I have a big data frame in which I would like to flag the rows as follows:
within each group, I want to find whether any col1 value is present in col2 column. If so, mark those lines where same values appear.
this is my dataset with the desired flag values:
my try was the following:
df %>%
group_by(attr) %>%
mutate(flag=ifelse(any(col1)==any(col2), 1, 0))
but it does not work.
thanks in advance!
CodePudding user response:
Please note: I am not sure if you made a typo in your dataframe for row ABC-LKJ 210-31.
You can use the or |
so that the 1 returns for both of the rows where the values match per group_by
. You can use the following code:
df <- data.frame(col1 = c("ABC", "FGC", "ZHU", "IIN", "OIL", "ABC", "LKJ", "SNM", "QQA"),
col2 = c("DLK", "CBN", "ABC", "ZHU", "HSC", "LJK", "QQA", "KDL", "CBV"),
attr = c("100-30", "100-30", "100-30", "21-667", "21-667", "210-31", "201-31", "201-31", "201-31"))
library(dplyr)
df %>%
group_by(attr) %>%
mutate(flag = ifelse(col1 %in% col2 | col2 %in% col1, 1, 0))
#> # A tibble: 9 × 4
#> # Groups: attr [4]
#> col1 col2 attr flag
#> <chr> <chr> <chr> <dbl>
#> 1 ABC DLK 100-30 1
#> 2 FGC CBN 100-30 0
#> 3 ZHU ABC 100-30 1
#> 4 IIN ZHU 21-667 0
#> 5 OIL HSC 21-667 0
#> 6 ABC LJK 210-31 0
#> 7 LKJ QQA 201-31 1
#> 8 SNM KDL 201-31 0
#> 9 QQA CBV 201-31 1
Created on 2022-07-08 by the reprex package (v2.0.1)

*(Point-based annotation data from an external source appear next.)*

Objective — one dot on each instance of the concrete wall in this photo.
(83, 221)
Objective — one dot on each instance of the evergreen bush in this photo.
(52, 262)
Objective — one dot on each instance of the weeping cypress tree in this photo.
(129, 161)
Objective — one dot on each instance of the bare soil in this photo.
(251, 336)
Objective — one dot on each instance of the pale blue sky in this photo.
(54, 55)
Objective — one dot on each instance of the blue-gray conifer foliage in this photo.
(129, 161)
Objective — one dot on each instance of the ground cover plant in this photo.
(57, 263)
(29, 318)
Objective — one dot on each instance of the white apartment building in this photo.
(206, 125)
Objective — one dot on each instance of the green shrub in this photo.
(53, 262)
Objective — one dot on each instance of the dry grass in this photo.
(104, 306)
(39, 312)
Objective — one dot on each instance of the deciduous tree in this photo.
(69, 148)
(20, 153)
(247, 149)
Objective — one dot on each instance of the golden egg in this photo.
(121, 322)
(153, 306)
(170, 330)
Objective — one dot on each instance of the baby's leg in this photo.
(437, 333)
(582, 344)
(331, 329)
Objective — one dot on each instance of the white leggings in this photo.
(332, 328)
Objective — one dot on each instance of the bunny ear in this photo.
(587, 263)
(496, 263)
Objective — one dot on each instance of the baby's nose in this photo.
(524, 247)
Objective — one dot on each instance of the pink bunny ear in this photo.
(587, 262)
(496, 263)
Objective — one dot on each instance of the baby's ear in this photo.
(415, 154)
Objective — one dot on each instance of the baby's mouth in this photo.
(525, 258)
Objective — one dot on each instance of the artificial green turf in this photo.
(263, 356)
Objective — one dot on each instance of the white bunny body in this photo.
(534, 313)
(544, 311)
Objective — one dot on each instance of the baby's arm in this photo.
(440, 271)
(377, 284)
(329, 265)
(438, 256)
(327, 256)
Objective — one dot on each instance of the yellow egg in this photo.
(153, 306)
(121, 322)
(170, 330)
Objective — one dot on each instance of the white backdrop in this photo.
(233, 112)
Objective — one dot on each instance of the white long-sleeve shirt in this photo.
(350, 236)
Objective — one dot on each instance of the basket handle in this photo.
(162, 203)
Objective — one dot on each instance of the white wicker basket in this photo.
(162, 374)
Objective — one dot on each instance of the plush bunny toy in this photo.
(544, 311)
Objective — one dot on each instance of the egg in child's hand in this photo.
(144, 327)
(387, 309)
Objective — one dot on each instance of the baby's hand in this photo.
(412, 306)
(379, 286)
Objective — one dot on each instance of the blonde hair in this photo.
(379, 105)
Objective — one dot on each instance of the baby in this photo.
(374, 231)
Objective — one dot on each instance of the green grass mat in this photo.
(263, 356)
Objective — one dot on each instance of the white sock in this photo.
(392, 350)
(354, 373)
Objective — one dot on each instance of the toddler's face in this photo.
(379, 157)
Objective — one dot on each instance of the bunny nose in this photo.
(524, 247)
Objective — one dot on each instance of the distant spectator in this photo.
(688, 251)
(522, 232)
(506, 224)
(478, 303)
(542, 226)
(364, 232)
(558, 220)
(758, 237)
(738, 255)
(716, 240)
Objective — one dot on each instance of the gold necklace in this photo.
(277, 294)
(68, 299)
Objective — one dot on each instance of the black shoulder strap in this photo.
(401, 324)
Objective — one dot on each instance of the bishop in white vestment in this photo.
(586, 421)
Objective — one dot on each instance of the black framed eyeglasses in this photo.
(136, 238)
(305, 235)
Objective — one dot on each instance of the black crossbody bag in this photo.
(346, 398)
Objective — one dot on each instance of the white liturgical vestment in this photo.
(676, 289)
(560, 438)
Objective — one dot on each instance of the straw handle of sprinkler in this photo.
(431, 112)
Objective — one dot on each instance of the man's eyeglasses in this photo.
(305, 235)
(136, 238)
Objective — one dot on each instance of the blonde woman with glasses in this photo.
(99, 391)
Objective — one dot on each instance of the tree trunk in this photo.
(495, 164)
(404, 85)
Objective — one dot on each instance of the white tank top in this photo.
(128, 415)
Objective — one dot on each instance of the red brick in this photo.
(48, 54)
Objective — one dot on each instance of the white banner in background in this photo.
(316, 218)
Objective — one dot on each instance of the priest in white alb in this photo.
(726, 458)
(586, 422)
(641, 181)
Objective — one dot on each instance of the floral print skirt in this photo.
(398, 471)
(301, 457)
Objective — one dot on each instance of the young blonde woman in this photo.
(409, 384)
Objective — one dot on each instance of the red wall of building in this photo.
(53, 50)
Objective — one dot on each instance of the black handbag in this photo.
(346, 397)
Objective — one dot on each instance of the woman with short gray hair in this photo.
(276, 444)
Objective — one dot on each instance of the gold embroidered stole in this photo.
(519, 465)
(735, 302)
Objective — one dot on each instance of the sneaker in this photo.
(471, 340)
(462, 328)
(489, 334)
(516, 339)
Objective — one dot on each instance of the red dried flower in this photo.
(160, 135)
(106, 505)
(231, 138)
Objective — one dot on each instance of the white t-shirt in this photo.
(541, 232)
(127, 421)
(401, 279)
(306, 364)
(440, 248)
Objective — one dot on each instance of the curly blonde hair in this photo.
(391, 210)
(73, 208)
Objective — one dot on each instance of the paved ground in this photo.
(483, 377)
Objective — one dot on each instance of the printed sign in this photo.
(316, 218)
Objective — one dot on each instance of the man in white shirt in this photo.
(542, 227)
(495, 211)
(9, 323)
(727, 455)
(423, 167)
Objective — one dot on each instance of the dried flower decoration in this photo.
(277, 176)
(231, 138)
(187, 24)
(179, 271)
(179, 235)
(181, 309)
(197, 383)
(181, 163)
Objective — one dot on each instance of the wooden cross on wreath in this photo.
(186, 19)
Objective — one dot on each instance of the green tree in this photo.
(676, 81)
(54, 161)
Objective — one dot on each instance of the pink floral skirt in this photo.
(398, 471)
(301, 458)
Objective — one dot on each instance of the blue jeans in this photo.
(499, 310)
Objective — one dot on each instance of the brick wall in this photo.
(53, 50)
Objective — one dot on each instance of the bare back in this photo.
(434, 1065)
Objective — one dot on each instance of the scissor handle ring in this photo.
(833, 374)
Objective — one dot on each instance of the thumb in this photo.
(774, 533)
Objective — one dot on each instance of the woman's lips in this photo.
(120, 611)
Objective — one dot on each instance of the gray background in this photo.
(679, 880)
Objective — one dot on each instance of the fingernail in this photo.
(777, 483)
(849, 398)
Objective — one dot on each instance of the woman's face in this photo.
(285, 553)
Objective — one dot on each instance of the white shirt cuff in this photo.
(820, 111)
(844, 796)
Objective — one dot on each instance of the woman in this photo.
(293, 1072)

CodePudding user response:
I guess, I misunderstood the OPs question. The following solution only fits, if single letters are to be compared rowwise!
The first two lines include the relevant cases:
df <- tibble(col1 = c("ABC", "FGC"),
col2 = c("DLK", "CBN"))
You could split col2 to single letters and check if it's present in col1. This could be done with library(stringr)
like this:
df %>%
rowwise() %>%
mutate(flag = ifelse(any(str_detect(col1, unlist(str_split(col2, ""))) == TRUE), 1, 0))
rowwise
groups by rows, then str_split
returns a list of substrings that has to be unlisted with unlist
. str_detect
detect the presence of a pattern match in a string (true/false). Finally you check if there are any TRUEs.